Insert tagline here

Monte carlo confidence intervals

Pub. 2022 May 20

Consider the following setup: you have a continuous probability distribution $F$ conditioned on an unknown parameter $T$. You have an observation $obs$ that's been sampled from $F$, and you want to find, say, the 50% confidence interval for the hidden parameter $T$.

To make matters better, the observations have a fairly natural measure on them $M$ (e.g. you're dealing with a probability distribution over the reals or euclidean space or something), and $\frac{dF}{dM}$ is "continuous enough" and doesn't have any "flat section." And the set that $T$ comes from has some natural measure on it too, and that nudging $T$ a bit doesn't change $F$ too much.

Also you have the ability to, given a value of $T$, sample from $F$ fairly easily. And that you have the ability to accurately calculate (or, later on in the post, calculate an estimator for) $\frac{dF}{dM}(x \vert T)$.

deep breath

If all those conditions are satisfied, then it's possible to calculate pointwise estimates of confidence intervals. What I mean by that, is that there exists a Monte-Carlo style algorithm that will, given an input value of $T$, will produce a estimated "yes, this $T$ is in the 50% (or whatever) CI" or "no, this $T$ is NOT in the 50% (or whatever) CI." Then many subsequent iterations of the algorithm can be merged to get a more accurate estimate.

The thing

In this post we're going to be taking inspiration from the Fisher exact method for generating $p$-confidence intervals, where $p$ is your confidence level, like 50% or 75% or whatever. This is my definition:

Fix some value of $T$. Let $S$ be the smallest set of observations, according to $M$, such that $F(S \vert T) \ge p$. If $obs \in S$, then $T$ is in the $p$-confidence set interval.
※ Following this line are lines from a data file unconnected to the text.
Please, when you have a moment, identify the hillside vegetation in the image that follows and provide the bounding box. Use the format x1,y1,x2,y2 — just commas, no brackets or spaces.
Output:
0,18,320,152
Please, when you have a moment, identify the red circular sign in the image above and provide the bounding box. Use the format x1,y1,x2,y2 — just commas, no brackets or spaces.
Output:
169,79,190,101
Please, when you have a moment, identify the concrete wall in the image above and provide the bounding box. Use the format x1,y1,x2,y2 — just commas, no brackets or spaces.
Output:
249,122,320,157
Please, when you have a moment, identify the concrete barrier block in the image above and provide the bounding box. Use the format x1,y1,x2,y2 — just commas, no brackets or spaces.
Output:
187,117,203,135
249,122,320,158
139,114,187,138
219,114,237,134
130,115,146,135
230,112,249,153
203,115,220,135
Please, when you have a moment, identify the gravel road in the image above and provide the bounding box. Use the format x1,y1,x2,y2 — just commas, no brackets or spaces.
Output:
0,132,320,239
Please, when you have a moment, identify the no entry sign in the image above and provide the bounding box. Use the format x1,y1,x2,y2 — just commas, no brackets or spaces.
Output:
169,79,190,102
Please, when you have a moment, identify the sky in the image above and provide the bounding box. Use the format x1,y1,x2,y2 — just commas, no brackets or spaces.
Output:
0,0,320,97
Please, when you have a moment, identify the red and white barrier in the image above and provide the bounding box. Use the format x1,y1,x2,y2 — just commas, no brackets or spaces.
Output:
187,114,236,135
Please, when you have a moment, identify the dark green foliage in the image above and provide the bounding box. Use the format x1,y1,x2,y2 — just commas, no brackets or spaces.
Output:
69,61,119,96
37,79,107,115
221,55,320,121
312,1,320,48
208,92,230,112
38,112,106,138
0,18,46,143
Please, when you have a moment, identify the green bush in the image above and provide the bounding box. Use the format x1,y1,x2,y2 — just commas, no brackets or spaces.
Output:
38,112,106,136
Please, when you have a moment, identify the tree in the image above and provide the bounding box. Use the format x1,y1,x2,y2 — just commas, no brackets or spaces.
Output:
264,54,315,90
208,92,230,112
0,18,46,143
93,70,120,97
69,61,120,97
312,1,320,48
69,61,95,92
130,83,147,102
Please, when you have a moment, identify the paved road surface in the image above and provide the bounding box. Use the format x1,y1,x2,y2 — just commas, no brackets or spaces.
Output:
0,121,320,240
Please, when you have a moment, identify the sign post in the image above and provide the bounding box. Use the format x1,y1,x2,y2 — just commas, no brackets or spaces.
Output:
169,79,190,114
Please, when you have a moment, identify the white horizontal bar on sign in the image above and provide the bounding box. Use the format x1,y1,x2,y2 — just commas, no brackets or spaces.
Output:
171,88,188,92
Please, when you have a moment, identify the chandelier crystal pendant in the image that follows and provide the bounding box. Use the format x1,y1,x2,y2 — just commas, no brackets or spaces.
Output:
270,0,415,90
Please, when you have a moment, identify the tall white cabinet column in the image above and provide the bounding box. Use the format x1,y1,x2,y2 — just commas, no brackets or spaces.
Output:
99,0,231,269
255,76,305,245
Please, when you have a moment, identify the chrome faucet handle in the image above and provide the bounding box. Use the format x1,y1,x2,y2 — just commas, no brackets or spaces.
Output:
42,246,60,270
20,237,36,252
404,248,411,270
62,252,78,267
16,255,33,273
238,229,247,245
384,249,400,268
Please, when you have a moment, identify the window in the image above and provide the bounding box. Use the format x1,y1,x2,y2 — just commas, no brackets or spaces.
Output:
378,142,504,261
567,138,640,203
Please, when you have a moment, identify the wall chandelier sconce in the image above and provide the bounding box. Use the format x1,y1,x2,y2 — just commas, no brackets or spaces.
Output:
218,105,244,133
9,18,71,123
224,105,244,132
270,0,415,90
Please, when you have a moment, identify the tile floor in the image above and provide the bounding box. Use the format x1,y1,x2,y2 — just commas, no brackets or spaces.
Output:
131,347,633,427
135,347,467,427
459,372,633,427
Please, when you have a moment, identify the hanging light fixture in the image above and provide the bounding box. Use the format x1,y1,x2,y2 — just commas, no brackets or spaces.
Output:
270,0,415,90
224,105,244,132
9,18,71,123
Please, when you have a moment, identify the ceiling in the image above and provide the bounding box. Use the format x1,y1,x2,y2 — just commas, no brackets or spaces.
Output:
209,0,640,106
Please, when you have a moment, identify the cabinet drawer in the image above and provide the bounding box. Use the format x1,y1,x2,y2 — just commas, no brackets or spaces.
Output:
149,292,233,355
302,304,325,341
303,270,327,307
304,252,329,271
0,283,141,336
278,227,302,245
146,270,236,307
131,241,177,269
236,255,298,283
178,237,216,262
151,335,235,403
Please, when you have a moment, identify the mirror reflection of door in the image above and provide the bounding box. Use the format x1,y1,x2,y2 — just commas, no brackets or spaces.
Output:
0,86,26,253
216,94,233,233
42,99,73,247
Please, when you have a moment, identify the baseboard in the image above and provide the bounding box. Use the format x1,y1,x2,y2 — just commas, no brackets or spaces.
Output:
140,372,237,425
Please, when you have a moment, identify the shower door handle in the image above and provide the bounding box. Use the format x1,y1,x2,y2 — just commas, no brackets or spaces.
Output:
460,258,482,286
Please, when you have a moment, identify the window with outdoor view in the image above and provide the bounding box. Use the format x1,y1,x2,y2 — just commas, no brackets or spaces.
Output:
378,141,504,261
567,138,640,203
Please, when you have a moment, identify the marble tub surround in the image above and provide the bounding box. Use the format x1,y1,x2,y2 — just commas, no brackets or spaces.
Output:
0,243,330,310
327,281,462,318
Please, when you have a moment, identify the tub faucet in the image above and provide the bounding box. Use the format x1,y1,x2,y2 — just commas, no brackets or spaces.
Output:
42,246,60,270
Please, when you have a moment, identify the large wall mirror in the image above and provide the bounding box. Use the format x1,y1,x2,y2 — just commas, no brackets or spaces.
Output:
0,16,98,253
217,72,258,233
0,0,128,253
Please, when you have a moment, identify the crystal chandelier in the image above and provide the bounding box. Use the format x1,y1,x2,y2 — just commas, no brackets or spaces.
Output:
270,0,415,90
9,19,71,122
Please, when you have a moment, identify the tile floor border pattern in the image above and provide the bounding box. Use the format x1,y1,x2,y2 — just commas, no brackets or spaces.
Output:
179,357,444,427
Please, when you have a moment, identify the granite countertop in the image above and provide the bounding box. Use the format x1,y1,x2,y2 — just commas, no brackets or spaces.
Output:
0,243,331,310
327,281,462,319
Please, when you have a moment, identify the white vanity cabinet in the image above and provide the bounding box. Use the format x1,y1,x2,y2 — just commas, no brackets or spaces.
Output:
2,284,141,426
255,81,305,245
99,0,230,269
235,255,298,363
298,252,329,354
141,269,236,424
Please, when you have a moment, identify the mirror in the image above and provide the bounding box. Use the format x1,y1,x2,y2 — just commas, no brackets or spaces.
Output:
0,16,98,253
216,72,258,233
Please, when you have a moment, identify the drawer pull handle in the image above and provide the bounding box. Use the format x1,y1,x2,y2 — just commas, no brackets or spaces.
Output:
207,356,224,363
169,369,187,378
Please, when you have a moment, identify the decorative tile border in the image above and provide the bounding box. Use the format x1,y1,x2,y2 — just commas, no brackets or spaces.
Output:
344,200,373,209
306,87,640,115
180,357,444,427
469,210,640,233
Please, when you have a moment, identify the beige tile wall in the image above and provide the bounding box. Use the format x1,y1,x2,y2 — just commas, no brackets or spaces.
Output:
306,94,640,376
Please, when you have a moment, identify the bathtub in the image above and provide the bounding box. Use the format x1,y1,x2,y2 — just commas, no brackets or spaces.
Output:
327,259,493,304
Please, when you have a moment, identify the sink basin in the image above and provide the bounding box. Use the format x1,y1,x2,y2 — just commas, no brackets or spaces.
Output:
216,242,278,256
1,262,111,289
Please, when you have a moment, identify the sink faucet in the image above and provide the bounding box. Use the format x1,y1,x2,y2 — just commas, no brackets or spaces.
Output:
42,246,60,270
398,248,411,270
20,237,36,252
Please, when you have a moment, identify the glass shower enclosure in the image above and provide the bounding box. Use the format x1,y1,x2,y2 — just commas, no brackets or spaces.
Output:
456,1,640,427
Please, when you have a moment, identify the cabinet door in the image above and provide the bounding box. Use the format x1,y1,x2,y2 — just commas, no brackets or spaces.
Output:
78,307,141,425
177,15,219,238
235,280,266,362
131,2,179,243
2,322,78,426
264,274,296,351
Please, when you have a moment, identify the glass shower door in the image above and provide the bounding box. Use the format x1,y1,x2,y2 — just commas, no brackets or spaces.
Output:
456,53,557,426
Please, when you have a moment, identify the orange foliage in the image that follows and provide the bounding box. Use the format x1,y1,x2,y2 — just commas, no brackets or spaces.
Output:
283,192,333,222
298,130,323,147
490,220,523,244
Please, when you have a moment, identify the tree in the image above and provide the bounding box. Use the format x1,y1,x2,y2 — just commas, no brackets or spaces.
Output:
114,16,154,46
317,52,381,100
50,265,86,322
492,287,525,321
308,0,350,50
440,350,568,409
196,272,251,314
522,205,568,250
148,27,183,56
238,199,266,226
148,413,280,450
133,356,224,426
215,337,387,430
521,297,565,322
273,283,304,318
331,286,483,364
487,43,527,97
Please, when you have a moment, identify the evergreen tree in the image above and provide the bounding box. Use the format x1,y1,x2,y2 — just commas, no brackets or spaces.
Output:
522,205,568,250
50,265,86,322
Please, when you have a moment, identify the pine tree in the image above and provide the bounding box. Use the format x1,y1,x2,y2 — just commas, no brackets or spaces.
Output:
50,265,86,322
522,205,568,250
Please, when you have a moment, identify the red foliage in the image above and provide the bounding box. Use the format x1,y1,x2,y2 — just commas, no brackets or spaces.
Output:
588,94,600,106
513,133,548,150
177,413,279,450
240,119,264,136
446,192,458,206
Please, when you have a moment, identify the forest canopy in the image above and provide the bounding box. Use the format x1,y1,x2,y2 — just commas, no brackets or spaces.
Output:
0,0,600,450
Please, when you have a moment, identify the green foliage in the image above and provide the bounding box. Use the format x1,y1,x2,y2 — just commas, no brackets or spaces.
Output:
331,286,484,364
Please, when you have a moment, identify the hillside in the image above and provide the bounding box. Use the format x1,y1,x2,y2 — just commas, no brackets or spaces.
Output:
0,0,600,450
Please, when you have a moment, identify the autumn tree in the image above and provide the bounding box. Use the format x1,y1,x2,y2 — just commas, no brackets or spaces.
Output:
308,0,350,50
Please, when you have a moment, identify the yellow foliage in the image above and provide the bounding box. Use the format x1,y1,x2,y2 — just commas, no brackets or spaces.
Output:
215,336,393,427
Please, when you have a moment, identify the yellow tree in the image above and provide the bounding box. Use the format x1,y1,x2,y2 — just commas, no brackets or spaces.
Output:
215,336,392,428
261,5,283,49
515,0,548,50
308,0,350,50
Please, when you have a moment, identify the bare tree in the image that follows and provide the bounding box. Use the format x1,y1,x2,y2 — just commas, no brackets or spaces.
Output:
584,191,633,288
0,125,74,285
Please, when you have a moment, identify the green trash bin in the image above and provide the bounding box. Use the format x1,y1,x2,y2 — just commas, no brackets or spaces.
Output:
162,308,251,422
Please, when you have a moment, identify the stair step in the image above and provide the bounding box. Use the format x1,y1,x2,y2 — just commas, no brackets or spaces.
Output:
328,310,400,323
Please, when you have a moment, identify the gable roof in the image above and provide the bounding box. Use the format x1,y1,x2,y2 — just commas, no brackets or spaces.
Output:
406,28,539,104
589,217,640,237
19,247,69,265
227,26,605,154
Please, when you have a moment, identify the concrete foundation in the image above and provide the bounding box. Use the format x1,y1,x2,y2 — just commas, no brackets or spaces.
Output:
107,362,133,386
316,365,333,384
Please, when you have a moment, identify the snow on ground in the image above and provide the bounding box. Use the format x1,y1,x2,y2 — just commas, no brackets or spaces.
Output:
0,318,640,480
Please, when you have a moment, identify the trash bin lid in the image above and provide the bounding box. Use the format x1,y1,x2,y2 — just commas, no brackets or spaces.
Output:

In this definition, the $p$-confidence interval isn't actually an interval at all. But that's okay, I'm calling it an interval because the words "confidence interval" are too ingrained in my mind to start calling them anything different.

Also, in this definition, $S$ exists and is unique. Actually it isn't. Two different values of $S$ will agree almost everywhere, relative to $M$. For the following paragraphs I will be assuming that any annoyances like isolated points and boundaries have been removed from $S$. I don't know, if you care about this kind of thing, figure it out yourself. I'm not your mother.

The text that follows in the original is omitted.